Some folks wake up every morning, perform their hygienic routines, and go to the breakfast table or veranda bistro set to enjoy the sunrise, a cup of coffee, and a bit of breakfast. I admire those people, but I am not one of them. My parents and their parents were those people.
When I was a medical resident, I faked being one of those people. I got up early in order to show up at morning report on time. I don’t remember ever being late, but if I ever was, I have forgotten it because of the shame it would have brought on me and my progeny for seven generations. It’s like that for our servicemen and women too, I suspect. We do what is required of us because it our duty – not because it is our predilection.
No, Susan and I leave our bed only reluctantly. The day’s activities are never as kind to us as is a restful embrace in the arms of Morpheus. We need to be coaxed. We need to be cajoled into leaving our bed. I ask Susan for coffee, and she eventually stirs and slowly makes her way into the kitchen to brew a new pot or serve up the remnants of the prior day’s pot for the microwave to warm. Susan takes half & half in her coffee; I prefer mine black with just a few grains of sugar.
We sip our coffees and have a pastry or biscotti while we read emails, check our social network feeds, and review the latest stock market gyrations. We come into consciousness slowly and painfully. There is no reason to dive right in – not anymore anyway. There is no morning report to give, no clinic opening, no staff meeting to attend, or any child to deliver to school on time. Thank the ethereal gods and ephemeral taskmasters; these obligations have ended!
Yesterday, Susan arrived at our bedside, as usual, with two coffee mugs. She set one down on my bedside table, and she made the trip around our bed to set her mug on her own bedside table. I fumbled with my pill box to get the first of five pills that I swallow with a swig of coffee each morning.
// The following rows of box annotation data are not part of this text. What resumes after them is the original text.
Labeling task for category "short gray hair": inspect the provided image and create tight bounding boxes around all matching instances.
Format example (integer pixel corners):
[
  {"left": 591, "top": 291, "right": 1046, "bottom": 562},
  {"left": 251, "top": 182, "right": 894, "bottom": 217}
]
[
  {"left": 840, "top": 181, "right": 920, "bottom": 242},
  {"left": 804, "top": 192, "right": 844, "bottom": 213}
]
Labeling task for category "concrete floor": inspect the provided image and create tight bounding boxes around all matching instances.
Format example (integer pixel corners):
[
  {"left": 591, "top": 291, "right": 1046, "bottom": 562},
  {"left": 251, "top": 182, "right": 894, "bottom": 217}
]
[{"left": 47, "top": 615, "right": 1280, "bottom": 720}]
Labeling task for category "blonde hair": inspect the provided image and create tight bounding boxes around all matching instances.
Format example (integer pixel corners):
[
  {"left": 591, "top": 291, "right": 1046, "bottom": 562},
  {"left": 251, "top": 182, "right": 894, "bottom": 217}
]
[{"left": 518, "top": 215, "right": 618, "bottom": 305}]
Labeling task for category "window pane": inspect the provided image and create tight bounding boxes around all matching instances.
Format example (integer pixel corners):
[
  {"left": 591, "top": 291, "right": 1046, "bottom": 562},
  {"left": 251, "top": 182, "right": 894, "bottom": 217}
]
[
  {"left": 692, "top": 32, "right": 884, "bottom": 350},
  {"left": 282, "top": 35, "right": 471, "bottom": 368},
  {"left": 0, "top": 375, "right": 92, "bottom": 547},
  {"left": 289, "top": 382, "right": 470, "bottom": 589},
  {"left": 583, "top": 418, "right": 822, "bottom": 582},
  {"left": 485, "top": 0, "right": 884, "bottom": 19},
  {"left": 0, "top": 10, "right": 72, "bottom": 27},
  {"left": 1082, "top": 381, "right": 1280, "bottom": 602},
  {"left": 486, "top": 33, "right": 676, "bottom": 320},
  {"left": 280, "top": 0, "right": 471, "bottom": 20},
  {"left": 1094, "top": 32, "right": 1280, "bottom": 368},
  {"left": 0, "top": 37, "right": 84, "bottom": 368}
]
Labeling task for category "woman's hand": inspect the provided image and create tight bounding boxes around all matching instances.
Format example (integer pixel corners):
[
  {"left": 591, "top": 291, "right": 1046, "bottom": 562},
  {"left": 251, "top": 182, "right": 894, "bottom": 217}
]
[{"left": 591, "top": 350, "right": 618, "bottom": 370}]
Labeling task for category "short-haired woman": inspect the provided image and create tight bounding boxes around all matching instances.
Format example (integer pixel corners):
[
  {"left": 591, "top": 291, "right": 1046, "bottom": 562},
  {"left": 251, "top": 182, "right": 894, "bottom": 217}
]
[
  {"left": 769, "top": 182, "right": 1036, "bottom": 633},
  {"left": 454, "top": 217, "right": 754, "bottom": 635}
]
Before I could reach for my mug and take that first pill, Susan asked, “Can we switch mugs? Mine doesn’t have any cream.” In fact, she had given me her mug and taken mine. Sitting up in bed, we exchanged coffee mugs – not the best idea since I was only marginally awake, and the mugs were both full and hot. We managed to exchange mugs without accident.
This morning, Susan set my coffee mug on the tile coaster that sits on my end table. I peered into the cup. “No cream in my coffee?” I asked. She smiled. “I gave you the mug with the invisible cream.”